Israel on Thursday confirmed it had banned access to the Gaza Strip to 37 foreign humanitarian organizations for refusing to share lists of their Palestinian employees.
Doctors Without Borders (MSF), which has 1,200 staff members in the Palestinian territories, the majority of them in Gaza, said in a statement that “denying medical assistance to civilians is unacceptable under any circumstances.”
The medical organization argued that it had “legitimate concerns” over new Israeli requirements for foreign NGO registration, specifically the disclosing of personal information about Palestinian staff.
It pointed to the fact that 15 MSF staff had been “killed by Israeli forces,” and that access to any given territory should not be conditional on staff list disclosure.
“Demanding staff lists as a condition for access to territory is an outrageous overreach,” the charity said.
MSF also denounced “the absence of any clarity about how such sensitive data will be used, stored, or shared,” charging that Israeli forces “have killed and wounded hundreds of thousands of civilians” in Gaza during the course of the war.
It also charged that Israel had “manufactured shortages of basic necessities by blocking and delaying the entry of essential goods, including medical supplies.”
Israel controls and regulates all entry points into Gaza, which is surrounded by a wall that began to be built in 2005.
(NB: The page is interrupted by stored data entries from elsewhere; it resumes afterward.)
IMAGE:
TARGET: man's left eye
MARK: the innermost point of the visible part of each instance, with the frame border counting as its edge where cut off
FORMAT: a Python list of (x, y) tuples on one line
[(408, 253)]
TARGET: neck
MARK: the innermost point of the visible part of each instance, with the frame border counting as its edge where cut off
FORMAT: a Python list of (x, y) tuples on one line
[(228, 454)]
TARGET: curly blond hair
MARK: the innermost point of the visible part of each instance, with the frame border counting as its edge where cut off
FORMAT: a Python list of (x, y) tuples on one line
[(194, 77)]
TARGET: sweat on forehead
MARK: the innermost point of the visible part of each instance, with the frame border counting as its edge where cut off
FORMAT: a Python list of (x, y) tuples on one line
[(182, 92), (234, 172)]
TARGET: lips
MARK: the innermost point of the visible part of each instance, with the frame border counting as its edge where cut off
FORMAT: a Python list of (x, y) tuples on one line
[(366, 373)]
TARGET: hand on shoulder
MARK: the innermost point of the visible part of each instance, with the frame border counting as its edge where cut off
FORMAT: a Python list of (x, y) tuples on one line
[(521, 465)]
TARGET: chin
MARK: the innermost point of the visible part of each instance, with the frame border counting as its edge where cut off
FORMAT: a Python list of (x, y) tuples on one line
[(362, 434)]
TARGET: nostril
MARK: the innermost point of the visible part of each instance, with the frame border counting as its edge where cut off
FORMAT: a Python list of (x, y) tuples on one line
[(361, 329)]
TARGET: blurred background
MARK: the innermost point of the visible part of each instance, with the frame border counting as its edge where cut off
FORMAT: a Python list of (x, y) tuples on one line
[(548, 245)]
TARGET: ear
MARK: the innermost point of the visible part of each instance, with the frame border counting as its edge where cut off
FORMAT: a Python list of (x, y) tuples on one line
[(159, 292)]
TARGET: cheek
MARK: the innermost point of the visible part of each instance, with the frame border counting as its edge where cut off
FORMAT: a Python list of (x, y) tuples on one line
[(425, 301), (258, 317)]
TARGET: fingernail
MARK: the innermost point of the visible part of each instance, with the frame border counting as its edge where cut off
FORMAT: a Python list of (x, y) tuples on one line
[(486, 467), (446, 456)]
Felipe Ribero, MSF head of mission in the Palestinian territories, told AFP that all of its operations were still ongoing in Gaza.
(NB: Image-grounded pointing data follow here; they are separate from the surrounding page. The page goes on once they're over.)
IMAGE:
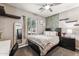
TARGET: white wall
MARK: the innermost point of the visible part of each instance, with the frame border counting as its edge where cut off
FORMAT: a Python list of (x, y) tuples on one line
[(72, 14), (6, 24)]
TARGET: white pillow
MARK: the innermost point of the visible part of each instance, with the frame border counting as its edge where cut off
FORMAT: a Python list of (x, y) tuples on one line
[(50, 33)]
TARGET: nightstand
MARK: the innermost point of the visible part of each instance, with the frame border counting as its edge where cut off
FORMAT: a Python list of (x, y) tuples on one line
[(68, 43)]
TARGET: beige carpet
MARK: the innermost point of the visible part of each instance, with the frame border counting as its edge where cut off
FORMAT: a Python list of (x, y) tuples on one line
[(58, 51)]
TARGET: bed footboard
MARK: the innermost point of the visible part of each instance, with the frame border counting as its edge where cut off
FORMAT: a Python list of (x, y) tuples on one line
[(34, 47)]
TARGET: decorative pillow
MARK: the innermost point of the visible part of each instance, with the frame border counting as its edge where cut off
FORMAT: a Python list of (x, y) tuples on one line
[(50, 33)]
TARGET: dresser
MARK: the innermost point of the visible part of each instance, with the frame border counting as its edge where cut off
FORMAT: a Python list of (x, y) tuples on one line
[(68, 43)]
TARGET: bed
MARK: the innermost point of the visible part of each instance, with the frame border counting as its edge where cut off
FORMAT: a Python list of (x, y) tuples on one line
[(42, 44)]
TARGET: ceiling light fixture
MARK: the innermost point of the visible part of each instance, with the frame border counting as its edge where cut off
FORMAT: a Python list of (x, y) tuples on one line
[(47, 7)]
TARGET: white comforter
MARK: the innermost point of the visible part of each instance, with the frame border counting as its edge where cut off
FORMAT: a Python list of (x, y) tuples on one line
[(44, 42), (5, 47)]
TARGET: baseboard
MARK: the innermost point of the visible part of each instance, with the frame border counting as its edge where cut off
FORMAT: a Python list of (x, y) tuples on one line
[(23, 45)]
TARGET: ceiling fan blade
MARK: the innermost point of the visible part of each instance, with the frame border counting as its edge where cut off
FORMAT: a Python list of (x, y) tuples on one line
[(50, 10), (41, 8), (54, 4)]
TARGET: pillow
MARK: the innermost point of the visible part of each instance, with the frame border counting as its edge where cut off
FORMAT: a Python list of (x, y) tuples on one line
[(50, 33)]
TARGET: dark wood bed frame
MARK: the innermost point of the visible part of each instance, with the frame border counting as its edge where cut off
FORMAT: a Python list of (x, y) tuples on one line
[(36, 48)]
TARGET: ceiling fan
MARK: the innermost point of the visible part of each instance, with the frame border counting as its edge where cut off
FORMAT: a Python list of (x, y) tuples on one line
[(48, 7)]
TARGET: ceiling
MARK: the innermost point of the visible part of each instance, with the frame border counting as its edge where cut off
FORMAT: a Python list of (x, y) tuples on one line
[(34, 8)]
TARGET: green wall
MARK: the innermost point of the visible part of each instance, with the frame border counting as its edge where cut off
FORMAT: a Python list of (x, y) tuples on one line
[(52, 22)]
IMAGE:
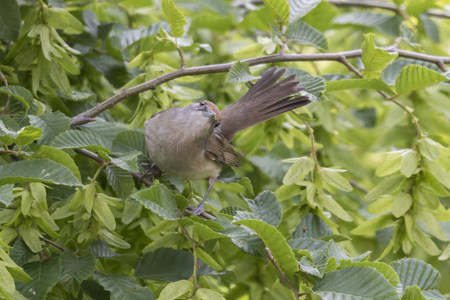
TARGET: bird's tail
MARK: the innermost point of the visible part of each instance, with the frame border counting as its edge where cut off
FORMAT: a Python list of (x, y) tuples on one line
[(267, 99)]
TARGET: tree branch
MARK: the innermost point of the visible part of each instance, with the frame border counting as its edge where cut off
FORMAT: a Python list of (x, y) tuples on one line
[(407, 109), (87, 116), (53, 244), (8, 96), (386, 6)]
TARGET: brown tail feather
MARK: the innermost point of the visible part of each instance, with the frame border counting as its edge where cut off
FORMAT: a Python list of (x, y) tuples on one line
[(267, 99)]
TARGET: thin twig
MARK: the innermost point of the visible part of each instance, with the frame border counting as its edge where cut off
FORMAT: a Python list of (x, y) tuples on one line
[(358, 187), (183, 61), (87, 116), (205, 215), (53, 244), (92, 155), (407, 109), (358, 3), (8, 96), (313, 143), (282, 274)]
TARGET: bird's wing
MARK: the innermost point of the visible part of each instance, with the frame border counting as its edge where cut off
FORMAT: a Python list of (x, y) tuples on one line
[(219, 149), (267, 99)]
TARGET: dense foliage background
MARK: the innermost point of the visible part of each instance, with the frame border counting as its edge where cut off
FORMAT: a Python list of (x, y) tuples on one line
[(347, 197)]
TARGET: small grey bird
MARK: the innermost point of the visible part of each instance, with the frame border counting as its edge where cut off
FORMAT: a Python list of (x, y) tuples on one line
[(193, 142)]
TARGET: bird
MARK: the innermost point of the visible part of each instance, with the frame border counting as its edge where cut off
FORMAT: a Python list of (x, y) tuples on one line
[(194, 141)]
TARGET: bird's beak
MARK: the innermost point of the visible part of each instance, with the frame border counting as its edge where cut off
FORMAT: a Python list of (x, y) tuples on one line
[(209, 114)]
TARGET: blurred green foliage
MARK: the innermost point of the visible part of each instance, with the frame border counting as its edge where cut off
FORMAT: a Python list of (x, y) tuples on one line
[(349, 195)]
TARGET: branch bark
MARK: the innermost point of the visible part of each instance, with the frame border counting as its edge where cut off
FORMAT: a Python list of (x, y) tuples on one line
[(386, 6), (88, 115)]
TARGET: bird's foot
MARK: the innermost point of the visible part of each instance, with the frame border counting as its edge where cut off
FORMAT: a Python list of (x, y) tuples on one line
[(152, 172), (198, 210)]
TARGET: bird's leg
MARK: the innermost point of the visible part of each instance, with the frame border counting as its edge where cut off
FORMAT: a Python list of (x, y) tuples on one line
[(199, 209)]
“We are supposed to leave under 60 days, but we don’t know whether it will be three or 60 days” before Israeli authorities force MSF to leave, he said.
Prominent humanitarian organizations hit by the Israeli ban include the Norwegian Refugee Council (NRC), World Vision International and Oxfam, according to an Israeli ministry list.
The ban, which came into effect on December 31, 2025 at midnight, has triggered widespread international condemnation.
Israel says the new regulation aims to prevent bodies it accuses of supporting terrorism from operating in the Palestinian territories.
MSF says it currently supports one in five hospital beds in Gaza and assists one in three mothers in the territory, and urged the Israeli authorities to meet to discuss the ban.